If it were only that easy!

There are "Real" earnings and "Pro Forma" earnings. Accounting can tells as many lies as statistics and almost as many as politicians. For example, when you do a merger, in some cases the GAAP forces you to create a "Good Will" account where you put the excess you paid over book value of the company you acquired. This seems to say that you overpaid for the company you bought. But this is generally not the case. The real story is that the "Book Value" of the company you bought does not reflect the real value that you are buying. This happens for several reasons, one of them being that fact that accounting does not always reflect reality. For example, a company like US Steel builds a furnace and that goes to "Fixed Assets" and gets depreciated over 10 or 20 years. On the other hand, a company like Microsoft spends the same amount of money on R&D for Windoze and it gets expensed the year it is spent. In other words, Windoze does not show up in "Fixed Assets," according to the accounting it's worth ZIP, ZILCH, NADA! Ridiculous!!!!! (Well, it's almost true ;-)))) Things can go the other way. Say you pay your top people with stock options, there is no "direct cost" involved so it does not show up in the accounting but the value of the stock holder's shares become diluted so they do feel the effect of it.

To sum up, accounting, "GAAP," is a BIG LIE!

Based on this big lie, people make forecasts, no wonder they usually get them wrong!

But to get back on track, companies that did buy other companies then try to undo the BIG LIE by reporting "Pro Forma Earnings." In essence, they "undo" the "Good Will" accounting.

But there is more confusion:

ttm = trailing twelve month. This is not the figure that shows up the 10-Q three out of four times, it only matches the 10-Q for the last fiscal quarter.

Earnings estimates, analysts consensus. This is the figure that analysts dream up and seldom has too much to do with reality. For years, Cisco has managed to massage their accounting in such a way as to beat the analysts consensus estimates by ONE CENT! Highly suspicious, I would say.

Then people use 'Forward P/E" which is based on the "Analysts Guesstimates."

What all this means is that it's a mine field out there and you have to use a lot of common sense to make any sense out of it. I like what Buffett does, he ignores most of the playing around. He uses the real "Bottom Line" and makes some adjustments to it. Like I said before, it's good to study what Warren Buffett does. He has learned to get the accounting and reporting bull shit out of the way. Half the time the figures you get out of management were designed to make them look good.
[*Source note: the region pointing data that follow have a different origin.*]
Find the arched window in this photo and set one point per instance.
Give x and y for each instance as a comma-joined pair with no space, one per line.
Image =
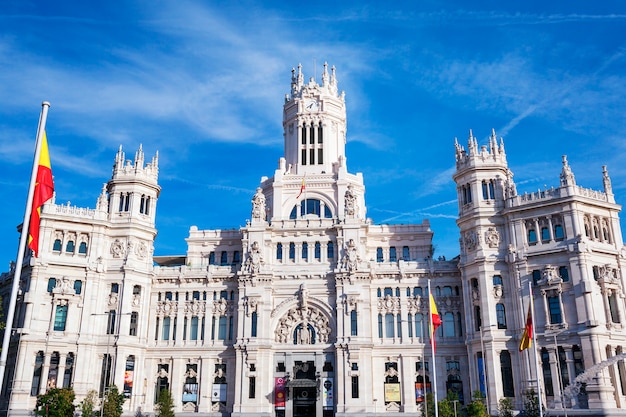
500,316
253,328
506,370
330,251
82,248
558,232
60,318
448,325
305,251
497,280
419,325
389,328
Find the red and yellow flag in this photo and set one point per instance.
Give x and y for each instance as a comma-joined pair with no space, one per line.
527,337
44,189
435,321
302,187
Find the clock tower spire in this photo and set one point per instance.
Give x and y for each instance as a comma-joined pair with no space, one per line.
314,123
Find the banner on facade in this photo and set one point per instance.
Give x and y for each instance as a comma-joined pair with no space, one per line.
421,390
190,393
392,392
219,393
279,392
327,392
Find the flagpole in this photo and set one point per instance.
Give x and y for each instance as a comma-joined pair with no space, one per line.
432,350
532,315
22,246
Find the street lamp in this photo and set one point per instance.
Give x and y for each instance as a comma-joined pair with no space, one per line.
112,329
485,379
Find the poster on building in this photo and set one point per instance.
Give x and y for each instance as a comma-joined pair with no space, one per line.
421,390
327,393
190,393
219,393
392,392
481,376
128,383
279,392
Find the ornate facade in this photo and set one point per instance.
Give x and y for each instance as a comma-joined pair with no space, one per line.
312,310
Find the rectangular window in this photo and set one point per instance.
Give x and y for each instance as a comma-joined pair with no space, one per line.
252,387
133,323
355,387
554,305
60,318
221,332
193,331
166,328
111,322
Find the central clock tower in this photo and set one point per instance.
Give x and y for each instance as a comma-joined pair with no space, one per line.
314,123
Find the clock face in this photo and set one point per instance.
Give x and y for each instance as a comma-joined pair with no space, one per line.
311,105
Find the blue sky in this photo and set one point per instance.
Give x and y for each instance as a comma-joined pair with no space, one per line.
204,83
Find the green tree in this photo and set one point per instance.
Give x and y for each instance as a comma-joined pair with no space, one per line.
477,407
88,404
505,407
429,407
57,402
531,403
112,406
165,404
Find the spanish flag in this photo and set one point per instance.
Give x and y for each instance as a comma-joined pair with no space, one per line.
435,321
527,337
44,189
302,187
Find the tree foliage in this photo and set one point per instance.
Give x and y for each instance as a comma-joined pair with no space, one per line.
88,404
113,401
165,404
477,407
57,402
531,403
505,407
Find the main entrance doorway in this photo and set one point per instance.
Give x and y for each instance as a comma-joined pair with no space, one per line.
304,401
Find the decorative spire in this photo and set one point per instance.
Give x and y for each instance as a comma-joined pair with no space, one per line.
139,157
606,180
325,75
567,176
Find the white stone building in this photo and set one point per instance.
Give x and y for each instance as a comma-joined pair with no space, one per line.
311,310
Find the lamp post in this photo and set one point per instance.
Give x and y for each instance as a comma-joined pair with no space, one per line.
111,329
485,379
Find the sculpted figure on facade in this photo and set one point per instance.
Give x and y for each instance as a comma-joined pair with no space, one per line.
254,260
258,205
492,237
351,207
351,258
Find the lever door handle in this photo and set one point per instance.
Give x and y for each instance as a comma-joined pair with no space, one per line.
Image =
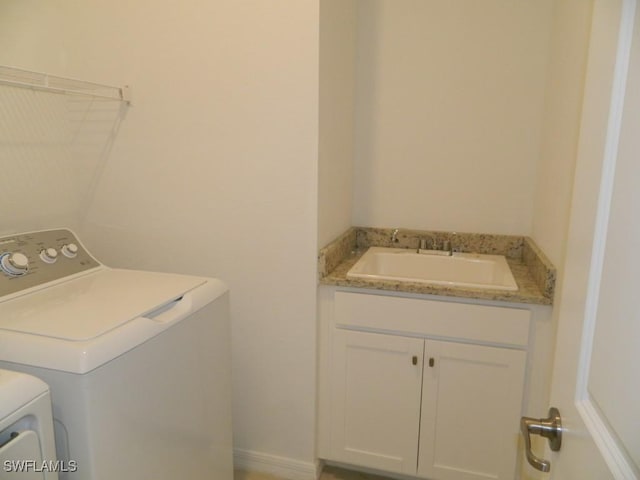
550,428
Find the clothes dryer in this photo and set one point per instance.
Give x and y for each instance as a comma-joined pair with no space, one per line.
138,363
27,450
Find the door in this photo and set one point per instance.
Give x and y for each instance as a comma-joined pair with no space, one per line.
470,392
596,383
375,406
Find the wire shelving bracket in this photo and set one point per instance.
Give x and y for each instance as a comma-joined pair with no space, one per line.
17,77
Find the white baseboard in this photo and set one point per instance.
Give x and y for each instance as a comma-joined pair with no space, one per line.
282,467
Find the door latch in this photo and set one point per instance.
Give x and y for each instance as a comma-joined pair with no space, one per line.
549,428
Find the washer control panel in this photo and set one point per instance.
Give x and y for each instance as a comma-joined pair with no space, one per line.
31,259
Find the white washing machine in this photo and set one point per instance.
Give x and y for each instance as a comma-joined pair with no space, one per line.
27,451
138,363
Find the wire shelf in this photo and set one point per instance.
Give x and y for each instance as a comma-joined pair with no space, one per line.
17,77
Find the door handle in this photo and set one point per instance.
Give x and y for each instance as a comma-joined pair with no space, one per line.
549,428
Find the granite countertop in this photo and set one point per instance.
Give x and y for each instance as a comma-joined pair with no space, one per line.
532,271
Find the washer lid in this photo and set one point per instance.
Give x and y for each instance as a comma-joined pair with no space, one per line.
89,306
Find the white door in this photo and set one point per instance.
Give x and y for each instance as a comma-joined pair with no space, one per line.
596,382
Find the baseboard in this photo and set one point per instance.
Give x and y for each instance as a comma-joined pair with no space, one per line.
282,467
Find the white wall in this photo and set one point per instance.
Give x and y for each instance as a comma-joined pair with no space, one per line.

What you want is the naked truth, not the management's fairy tales.

As to cash flow, in most companies you can ignore cash flow because, long term, it will be very similar to earnings. There are some exceptions but I don't know much about them. it seems that capital intensive industries like oil are better analyzed on a cash flow basis. The same would be true of GX which is very capital intensive. For most others, just ignore cash flow.

Denny
"Demand creates queues. Supply gets rid of them."